We don’t like strangers, do we? Strange bodies, strange accents, strange attitudes? Not really. At least it seems so these days in many parts of the country—those you read about, those you may live in.

Theories about why fill reams of paper—enough, I am sure, to encircle this “global village” of ours (that mythic space we yearn for but don’t do much to create). Fear of the foreigner, the psychological need for “otherness,” the isolating force of capitalism—all may have a role in why this is.

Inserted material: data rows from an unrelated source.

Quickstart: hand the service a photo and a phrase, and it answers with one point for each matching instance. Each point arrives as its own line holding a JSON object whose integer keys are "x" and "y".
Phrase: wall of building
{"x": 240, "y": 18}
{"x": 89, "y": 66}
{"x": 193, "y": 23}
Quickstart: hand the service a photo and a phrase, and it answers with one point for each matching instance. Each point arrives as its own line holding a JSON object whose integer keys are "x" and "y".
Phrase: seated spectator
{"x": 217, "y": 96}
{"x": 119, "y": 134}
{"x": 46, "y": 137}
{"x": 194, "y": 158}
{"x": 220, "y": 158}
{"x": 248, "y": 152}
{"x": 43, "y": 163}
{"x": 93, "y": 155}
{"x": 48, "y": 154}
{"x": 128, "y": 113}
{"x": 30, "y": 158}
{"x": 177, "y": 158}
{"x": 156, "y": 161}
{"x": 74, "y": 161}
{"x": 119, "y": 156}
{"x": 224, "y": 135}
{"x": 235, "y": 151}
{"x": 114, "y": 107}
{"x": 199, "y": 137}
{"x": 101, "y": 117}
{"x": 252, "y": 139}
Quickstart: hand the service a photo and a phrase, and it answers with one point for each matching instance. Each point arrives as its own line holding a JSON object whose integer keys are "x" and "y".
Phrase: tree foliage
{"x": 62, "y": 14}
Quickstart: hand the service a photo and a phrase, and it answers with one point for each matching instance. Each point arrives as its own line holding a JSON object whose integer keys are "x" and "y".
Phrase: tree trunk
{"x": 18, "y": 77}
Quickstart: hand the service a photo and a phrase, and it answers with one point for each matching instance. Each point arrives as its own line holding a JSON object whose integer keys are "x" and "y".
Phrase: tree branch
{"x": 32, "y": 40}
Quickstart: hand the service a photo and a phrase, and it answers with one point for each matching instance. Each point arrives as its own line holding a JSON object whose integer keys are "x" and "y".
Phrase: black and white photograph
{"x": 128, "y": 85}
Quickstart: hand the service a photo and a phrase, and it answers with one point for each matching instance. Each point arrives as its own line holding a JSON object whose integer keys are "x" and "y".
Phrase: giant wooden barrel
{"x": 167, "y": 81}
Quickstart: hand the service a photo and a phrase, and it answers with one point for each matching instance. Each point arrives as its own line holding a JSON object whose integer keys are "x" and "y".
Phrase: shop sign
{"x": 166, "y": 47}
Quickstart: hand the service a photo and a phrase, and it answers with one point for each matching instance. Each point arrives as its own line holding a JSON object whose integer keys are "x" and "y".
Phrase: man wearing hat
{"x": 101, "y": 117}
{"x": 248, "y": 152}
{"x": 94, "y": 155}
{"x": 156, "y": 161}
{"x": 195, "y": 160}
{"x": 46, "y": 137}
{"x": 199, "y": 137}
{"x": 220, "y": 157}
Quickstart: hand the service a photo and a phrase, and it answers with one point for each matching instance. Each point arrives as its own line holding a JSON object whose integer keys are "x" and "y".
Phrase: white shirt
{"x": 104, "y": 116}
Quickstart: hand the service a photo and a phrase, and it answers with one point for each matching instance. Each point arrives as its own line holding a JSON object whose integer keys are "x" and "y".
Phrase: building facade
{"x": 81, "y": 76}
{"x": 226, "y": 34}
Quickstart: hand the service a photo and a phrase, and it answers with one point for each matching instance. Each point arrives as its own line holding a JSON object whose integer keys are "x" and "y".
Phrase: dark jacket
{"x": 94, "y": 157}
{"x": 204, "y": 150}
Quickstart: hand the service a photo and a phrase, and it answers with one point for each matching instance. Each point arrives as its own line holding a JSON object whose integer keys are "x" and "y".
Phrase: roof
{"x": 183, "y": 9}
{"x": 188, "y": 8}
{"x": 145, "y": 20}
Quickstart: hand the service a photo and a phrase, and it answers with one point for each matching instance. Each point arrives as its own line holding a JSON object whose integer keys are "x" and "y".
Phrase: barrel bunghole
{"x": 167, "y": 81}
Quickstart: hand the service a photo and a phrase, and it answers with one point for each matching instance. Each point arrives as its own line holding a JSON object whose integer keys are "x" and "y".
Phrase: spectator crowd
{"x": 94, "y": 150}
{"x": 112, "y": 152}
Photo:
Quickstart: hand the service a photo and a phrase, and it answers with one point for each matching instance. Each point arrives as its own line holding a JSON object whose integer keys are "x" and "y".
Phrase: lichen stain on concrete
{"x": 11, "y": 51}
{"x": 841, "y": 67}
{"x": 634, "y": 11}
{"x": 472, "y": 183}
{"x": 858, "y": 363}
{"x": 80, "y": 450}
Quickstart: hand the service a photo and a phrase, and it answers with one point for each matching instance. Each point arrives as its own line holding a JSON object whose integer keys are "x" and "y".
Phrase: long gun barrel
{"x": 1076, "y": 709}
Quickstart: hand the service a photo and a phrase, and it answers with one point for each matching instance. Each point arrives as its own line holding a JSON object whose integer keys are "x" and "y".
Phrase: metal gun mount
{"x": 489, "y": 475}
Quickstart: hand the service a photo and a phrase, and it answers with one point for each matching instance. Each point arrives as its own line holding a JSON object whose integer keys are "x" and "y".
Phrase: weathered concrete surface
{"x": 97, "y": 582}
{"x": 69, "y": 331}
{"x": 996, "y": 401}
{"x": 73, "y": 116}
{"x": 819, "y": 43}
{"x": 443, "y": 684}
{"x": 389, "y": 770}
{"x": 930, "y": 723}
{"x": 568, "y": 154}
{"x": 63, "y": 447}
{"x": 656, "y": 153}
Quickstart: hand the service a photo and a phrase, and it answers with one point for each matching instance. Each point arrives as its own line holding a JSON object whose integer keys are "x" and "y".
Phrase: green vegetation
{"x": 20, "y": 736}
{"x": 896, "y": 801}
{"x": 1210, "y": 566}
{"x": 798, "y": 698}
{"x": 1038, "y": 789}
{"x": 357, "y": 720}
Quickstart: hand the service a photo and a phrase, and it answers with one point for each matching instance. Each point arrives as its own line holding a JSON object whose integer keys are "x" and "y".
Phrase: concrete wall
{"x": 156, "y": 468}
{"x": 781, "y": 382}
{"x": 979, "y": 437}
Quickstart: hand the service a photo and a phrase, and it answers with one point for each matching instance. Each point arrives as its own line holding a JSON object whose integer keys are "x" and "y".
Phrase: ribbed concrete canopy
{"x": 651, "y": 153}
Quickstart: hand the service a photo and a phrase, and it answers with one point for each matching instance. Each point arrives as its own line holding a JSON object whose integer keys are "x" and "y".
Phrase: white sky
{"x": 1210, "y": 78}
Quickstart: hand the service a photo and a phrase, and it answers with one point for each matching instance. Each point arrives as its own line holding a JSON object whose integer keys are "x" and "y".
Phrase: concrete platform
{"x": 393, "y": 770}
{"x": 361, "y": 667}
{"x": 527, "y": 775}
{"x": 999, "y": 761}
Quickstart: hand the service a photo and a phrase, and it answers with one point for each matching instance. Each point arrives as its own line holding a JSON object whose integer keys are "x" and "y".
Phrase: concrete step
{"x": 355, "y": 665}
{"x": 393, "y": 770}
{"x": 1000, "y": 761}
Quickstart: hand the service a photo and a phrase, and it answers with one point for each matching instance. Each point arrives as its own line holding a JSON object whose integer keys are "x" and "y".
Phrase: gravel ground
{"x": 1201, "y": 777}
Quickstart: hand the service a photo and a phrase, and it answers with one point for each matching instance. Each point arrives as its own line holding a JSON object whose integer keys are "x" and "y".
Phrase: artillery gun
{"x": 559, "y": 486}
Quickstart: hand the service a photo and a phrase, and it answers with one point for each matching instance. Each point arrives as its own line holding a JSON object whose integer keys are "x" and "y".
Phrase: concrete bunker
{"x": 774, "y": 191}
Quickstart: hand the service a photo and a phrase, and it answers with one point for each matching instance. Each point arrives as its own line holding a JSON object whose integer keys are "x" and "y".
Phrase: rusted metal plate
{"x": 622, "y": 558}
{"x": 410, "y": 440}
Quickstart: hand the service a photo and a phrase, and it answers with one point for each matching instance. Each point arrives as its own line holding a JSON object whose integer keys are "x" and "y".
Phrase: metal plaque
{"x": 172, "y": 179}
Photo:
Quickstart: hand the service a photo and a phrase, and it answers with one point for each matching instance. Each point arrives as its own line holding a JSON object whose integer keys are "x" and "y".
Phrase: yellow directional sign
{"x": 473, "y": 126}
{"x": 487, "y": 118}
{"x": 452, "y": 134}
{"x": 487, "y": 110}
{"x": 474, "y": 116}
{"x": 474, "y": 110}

But it is. We tuck into ourselves with increasing rapture. We long to personalize, customize, individualize every experience, from our weddings to our ring tones, from our news feeds to our homes. We collect data on ourselves: numbers of Facebook friends, steps walked, calories consumed, pennies spent—we are our own favorite subjects of study. Sure, we still live with others, but we gravitate toward “echo communities,” says one researcher, where everyone thinks, shops and decorates as we do. A community of mirrors, where you all look like me. A circle of friends and followers whose engagement with us we can limit and control, like or ignore. Comforting and insular.

Are we all that insecure, or have we bought into a marketing notion that we “fulfill our potential” through individual entrenchment. What makes me more me is having experiences more like the ones I already have. And when we need a thrill, we tour the world via ChatRoulette, taking and dumping partners as fast as we can hit the “next” button. So easy, so tidy.

Less so our encounters in real space, where difference is often perceived as threat, or where the threatened perceive difference as danger, all the while leaving unanalyzed why they feel so vulnerable.

And so, last fall, 32 percent of New Jersey conservatives still believed that Barack Obama was born in a foreign country. And in Arizona, carefully nurtured anti-immigrant sentiment has, with an alchemist’s skill, transformed into populism. In Mississippi, a high school drops a senior from the yearbook because she is a lesbian. In Alabama, gubernatorial candidate Tim James’ declares in a new campaign spot, “This is Alabama. We speak English. If you want to live here, learn it.”

And in Cortlandt, my town: A flashy red Honda sporting a Puerto Rico flag sticker and chrome wheels rolls down the street at the train station. The driver stops to let two women and me cross the road. Latin music blares from the car. We reach the far curb; the car eases on its way. “This is America?” one woman says to her friend. “Right?” she replies.

Right, I think. It is America. But was it always so intolerant? In my nostalgic sense of history, I think, no, not like this. In my optimism for the future, I think it won’t always be so. I wish I felt more certain of that.